Throughout a brisk set that exuded humanity, Segarra and crew scored with the crowd because they didn't try too hard. Instead of pushing a tune, singer and players chose to ride each song like a serpent - as if they were adherents in a voodoo ceremony. By the time Segarra donned a harmonica for "End of the Line," the band was swinging with the snap and swagger of Bob Dylan's Rolling Thunder Review. On set closer "Little Black Star," Segarra nailed the laid back authority of Townes Van Zandt as the band delivered a blistering hoe-down cum rave-up. The captivated crowd was left wanting more - from an artist sure to deliver much in the future.

Shovels & Rope can be every bit as sweet and lowdown as Hurray for the Riff Raff, but just as often they punch the pedal to the metal and burst through the guard rail.

Shovels & Rope

Trading off on guitars and a rattling junkyard drum kit, Hearst and Trent took the stage with the pummeling, southern fried "Keeper." Hearst manned the traps this go-around, leaving wailing harp and grimy guitar to Trent. The audience's energy matched the duo's, as Hearst capped the opener with enthusiastic scat singing, by turns yowling and crystal clear.

With a heartfelt shout out to the opening band, S&R paid further tribute to Segarra & crew by covering Riff Raff's cover of traditional ballad "Little Black Star." Under the influence of Trent's rubbery rockabilly guitar, "Star" evoked the loose limbed recklessness of legendary L.A. punk band X, with Hearst's and Trent's keening harmonies echoing that band's John Doe and Exene Cervenka.

Shovels & Rope

Trent's ratcheting rattlesnake riffing countered Hearst's pensively ticking acoustic guitar on the soaring and obsessive "Are You Ready to Die?" In contrast, the couple turned sweet and plaintive on the Dylanesque, high lonesome shuffle "Boxcar," and plangent and liquid on the chugging, low country groover "Gasoline."

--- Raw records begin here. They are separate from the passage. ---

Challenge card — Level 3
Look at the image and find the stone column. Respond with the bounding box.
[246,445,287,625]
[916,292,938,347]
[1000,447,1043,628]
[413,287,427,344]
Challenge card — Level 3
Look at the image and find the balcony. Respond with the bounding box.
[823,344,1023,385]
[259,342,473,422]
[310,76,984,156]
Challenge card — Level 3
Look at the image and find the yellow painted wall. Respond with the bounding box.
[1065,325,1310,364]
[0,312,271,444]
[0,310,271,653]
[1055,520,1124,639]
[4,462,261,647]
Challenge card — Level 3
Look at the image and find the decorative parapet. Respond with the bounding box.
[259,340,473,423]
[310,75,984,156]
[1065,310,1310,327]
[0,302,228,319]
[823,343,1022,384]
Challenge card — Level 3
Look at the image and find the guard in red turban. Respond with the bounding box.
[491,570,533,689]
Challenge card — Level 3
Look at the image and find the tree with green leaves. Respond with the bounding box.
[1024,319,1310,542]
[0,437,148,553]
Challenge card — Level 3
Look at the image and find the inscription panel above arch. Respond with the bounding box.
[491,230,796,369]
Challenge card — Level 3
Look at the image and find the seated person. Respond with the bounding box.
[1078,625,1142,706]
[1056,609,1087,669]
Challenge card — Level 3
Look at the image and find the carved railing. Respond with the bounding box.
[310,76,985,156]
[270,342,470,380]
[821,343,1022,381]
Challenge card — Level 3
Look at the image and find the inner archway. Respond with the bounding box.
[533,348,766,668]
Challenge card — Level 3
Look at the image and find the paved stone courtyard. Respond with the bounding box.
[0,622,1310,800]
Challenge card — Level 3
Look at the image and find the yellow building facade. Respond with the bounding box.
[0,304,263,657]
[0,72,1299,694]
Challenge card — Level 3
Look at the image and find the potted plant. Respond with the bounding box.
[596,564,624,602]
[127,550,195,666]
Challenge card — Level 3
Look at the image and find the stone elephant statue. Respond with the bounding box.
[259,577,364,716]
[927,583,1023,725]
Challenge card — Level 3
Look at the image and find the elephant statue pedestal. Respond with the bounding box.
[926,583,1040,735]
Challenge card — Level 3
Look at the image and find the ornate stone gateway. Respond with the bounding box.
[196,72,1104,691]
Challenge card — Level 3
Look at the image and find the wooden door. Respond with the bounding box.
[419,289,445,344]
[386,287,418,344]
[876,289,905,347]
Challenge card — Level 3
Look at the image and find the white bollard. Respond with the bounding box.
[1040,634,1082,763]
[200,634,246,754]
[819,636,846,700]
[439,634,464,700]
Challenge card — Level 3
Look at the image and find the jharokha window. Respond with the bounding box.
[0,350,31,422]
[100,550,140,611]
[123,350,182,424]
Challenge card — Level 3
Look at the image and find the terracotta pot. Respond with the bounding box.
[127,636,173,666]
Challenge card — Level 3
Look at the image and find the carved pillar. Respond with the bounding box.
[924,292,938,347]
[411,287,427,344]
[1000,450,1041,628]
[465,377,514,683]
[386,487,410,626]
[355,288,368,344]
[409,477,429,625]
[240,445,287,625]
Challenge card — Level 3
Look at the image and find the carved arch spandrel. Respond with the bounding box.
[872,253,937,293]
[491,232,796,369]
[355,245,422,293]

Southern gothic atmosphere clung like tendrils of Spanish moss to the strutting, ominous midnight rambler "Skank Hill Street." Yet S&R's humid southern noir skirted overblown melodramatics. A generous dose of empathy grounded tunes like the soulful 3/4-time ballad "Lay Low."

Shovels & Rope

Black humor and an overripe sense of doom fueled the hazy, Sun Studios miasma of "Bad Luck," a perverse Carl Perkins-styled rocker that morphed into Trent's deranged gypsy jazz death rattle on guitar. Set closer "Hail Hail" was a growling dive-bomber, highlighted by Hearst's tent revival howl.

After brief bows, Hearst and Trent returned for a one-two punch encore. Gorgeous harmonies and delicate contrapuntal guitar unfurled the achingly beautiful balled "Mexico." Yet S&R's finest moment may have been reserved for the capper. Hearst jumped on maniacal cascading keys for a moody cover of Bruce Springsteen's "Johnny 99," as relentless as a slow moving freight train, as black as locomotive smoke.

When Shovels & Rope left the stage a final time, the crowd had been pulled through a wringer. The audience seemed genuinely grateful for such a sweet-yet-dark, rockin' bi-polar experience. Just the thing for Ash Wednesday.